Written by Kirstie Brewer, originally published here:



The Biggest Mistakes That Jobseekers Make

1. If you have spent the last eight hours posting for jobs online, you have wasted seven hours and 50 minutes.

It can be tempting to apply to jobs online. So many positions are listed, and so many appear to be a fit. But while you are hitting the send button, so are 500+ other people. Job postings represent the open market; the jobs everyone gets to see. Most people source their jobs through the hidden job market, the ones where opportunities are shared through close contacts and conversations. Shift your strategy and spend most of your time networking for job leads, and limit your time applying to jobs online.

2. Just because you did it doesn’t mean it belongs on your resume.

Many people’s resumes read like a laundry list of everything they’ve ever done. A resume should be targeted to the needs of an employer and prove where you can add value. The employee recognition award you received for a Y2K conversion back in 1999 probably isn’t going to cut it with an employer in 2016. Instead, tell stories of initiatives you are involved in today that are helping to move your company, industry or profession forward.

3. Don’t tell me about the things you were expected to do; write about the things you did that no one ever dreamed possible. Most resumes describe tasks that hundreds of others perform in their jobs every day. What catches the hiring manager’s attention is the value you brought to that job task. For example, if you are an operations executive, don’t just write that you ran a call center. Instead, explain how you transformed its performance, implemented metrics to improve accountability and the customer experience, or saved money or time.

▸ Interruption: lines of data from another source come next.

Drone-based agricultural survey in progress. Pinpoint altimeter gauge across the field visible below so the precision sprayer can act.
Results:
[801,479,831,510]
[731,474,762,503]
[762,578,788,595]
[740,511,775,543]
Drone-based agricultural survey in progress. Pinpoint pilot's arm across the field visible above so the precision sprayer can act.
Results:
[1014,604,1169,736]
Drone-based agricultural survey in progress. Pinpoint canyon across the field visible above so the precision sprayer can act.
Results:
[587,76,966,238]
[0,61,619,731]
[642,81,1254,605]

4. If no one returns your calls requesting a networking meeting, you are leaving the wrong message.

Many people approach their contacts by saying something like, “If you know anyone who is hiring, please let me know.” It’s highly unlikely that your contact knows someone who is hiring for a position with your skill set right now. A better message would be to say, “I’m in a career transition and I would love to pick your brain to learn more about your company, the industry and trends in the profession. I wanted to reach out to you because I trust your opinion and value your advice.” By asking for information rather than a job, you are more likely to get a response and initiate a conversation. Many will be flattered that you asked and will reciprocate with whatever help they can offer.

5. People who don’t think online networking is relevant to their job search will become irrelevant to the hiring managers who think it is.

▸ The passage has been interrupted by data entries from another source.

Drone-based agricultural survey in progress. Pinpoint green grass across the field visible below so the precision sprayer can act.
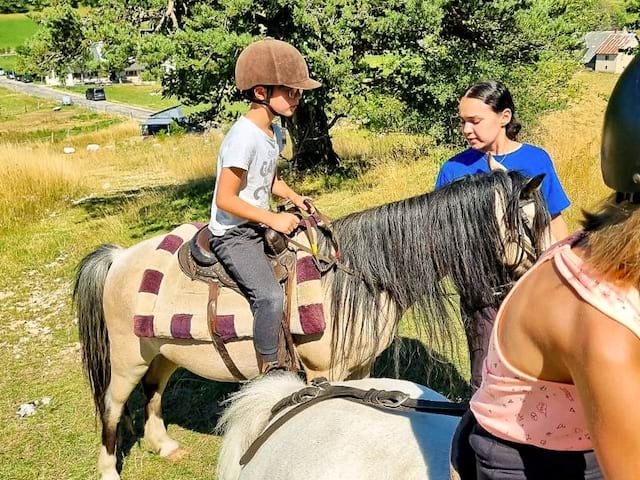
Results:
[0,13,39,50]
[56,84,207,115]
[0,88,123,143]
[0,55,18,72]
[56,84,180,111]
[0,69,611,480]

Many job seekers are still reluctant to create an online digital footprint. But it’s becoming more difficult to substantiate being an expert in your profession when there is no online proof of your thought leadership. LinkedIn will be the social media tool of choice for many professionals — but don’t just create a shell of a profile. Optimize your professional image with proof of your accomplishments via strong stories of success, keywords, the LinkedIn publishing platform, and even case studies and videos if appropriate.

6. People think they should talk in general terms about career successes, but you build trust with interviewers by talking about specifics.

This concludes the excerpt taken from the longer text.